Optimum reduction is around 1:4 to 1:10 depending on car and motor. Typical diffs run around 1:2.5 to 1:4. If your car has 1:4, it can be usable as is.

Two motor approach offers better traction in poor road conditions as it gives functionality similar to Limited Slip Differential (only better).


----------



## iplay1515 (Oct 2, 2013)

My entry into building an EV will be an over sized golf card that is street legal with a max speed of about 40-45 mph for short trips in town.

I've seen some simple drive systems that use a belt from the motor to the axle. The belt has a spring tensioner and is the cog type belt.

Is this belt drive system as efficient as using a transmission locked into one gear through a differential?

This is why I'm considering two motors using the above belt drive system.


----------



## dougingraham (Jul 26, 2011)

iplay1515 said:


> My entry into building an EV will be an over sized golf card that is street legal with a max speed of about 40-45 mph for short trips in town.
> 
> I've seen some simple drive systems that use a belt from the motor to the axle. The belt has a spring tensioner and is the cog type belt.
> 
> ...


I would keep it simple and use a differential. You may not be able to get enough reduction with a single stage belt. Your motor pulley should probably be no less than about 4 inches in diameter. So to get a 4:1 reduction would require a 16" diameter pulley on the wheel. And you probably want a 5:1 or even 6:1 reduction for a NEV. That might make the wheel pulley larger than the wheel.

As for efficiency it is tough to say. The losses are not too bad in a differential, probably around 3% and I would guess a belt is not too much better than this. A single larger motor into a differential is probably about the same as two smaller motors with belt drives. If you have two motors then you have three choices for how to connect them up. You use two controllers and some way to tie them together. You use a single controller and place the motors in series. You use a single controller and place the motors in parallel. Placing the motors in parallel is sort of like a limited slip diff. If a wheel slips then the other one is still driven. In series it is like a conventional diff. If one wheel slips the other one sees very little torque. In series you need twice the voltage but half the current. For an AC system you need a controller per motor.

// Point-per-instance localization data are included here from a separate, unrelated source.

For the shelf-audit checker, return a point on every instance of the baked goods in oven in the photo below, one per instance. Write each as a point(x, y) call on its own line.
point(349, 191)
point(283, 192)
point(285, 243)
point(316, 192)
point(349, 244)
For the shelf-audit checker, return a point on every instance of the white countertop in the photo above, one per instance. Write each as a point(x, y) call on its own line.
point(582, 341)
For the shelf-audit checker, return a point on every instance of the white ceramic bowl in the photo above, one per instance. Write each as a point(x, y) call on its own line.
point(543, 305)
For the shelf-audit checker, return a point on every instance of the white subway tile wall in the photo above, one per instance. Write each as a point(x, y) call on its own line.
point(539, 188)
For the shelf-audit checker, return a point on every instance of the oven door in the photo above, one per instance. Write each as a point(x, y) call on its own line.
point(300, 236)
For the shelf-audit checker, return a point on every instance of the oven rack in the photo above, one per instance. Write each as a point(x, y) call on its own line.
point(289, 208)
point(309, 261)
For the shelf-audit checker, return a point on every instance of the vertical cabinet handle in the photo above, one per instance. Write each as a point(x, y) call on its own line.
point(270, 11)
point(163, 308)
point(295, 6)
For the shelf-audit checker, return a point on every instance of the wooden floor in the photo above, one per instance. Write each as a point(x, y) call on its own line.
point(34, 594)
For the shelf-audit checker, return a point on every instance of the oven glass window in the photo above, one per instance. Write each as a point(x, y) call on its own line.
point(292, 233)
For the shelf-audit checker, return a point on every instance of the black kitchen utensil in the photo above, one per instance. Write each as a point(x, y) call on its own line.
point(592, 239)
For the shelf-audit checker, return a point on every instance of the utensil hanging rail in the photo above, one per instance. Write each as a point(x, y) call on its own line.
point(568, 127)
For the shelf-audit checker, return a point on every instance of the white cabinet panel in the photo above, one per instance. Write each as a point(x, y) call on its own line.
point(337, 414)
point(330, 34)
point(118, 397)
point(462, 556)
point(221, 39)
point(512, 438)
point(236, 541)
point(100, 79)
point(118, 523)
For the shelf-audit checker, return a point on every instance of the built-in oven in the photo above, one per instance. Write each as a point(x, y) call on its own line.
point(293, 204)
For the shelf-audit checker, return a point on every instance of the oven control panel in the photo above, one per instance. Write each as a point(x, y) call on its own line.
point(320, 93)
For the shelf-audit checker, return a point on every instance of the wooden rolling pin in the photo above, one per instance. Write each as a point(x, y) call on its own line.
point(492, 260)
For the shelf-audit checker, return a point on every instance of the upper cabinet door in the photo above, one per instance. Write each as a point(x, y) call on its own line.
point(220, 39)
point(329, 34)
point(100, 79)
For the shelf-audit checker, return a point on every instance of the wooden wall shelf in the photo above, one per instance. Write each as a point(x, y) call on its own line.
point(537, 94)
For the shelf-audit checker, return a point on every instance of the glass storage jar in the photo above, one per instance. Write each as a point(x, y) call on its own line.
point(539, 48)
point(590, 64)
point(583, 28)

These things are enough work that I would keep it as simple as you can if you expect to finish it. One motor, one controller, a transmission and a differential from a working vehicle is about as simple as it gets. The transmission will match the motor to the wheels. There will be at least one gear that will be close to what you want.


----------



## iplay1515 (Oct 2, 2013)

Wow...Thank you Doug...Very helpful information...

What is your opinion of using a differential, but instead of a transmission, using a belt/pulley arrangement to drive the differential? 

That should require less reduction and allow a smaller pulley to be used on the differential while maintaining a 4" pulley on the motor.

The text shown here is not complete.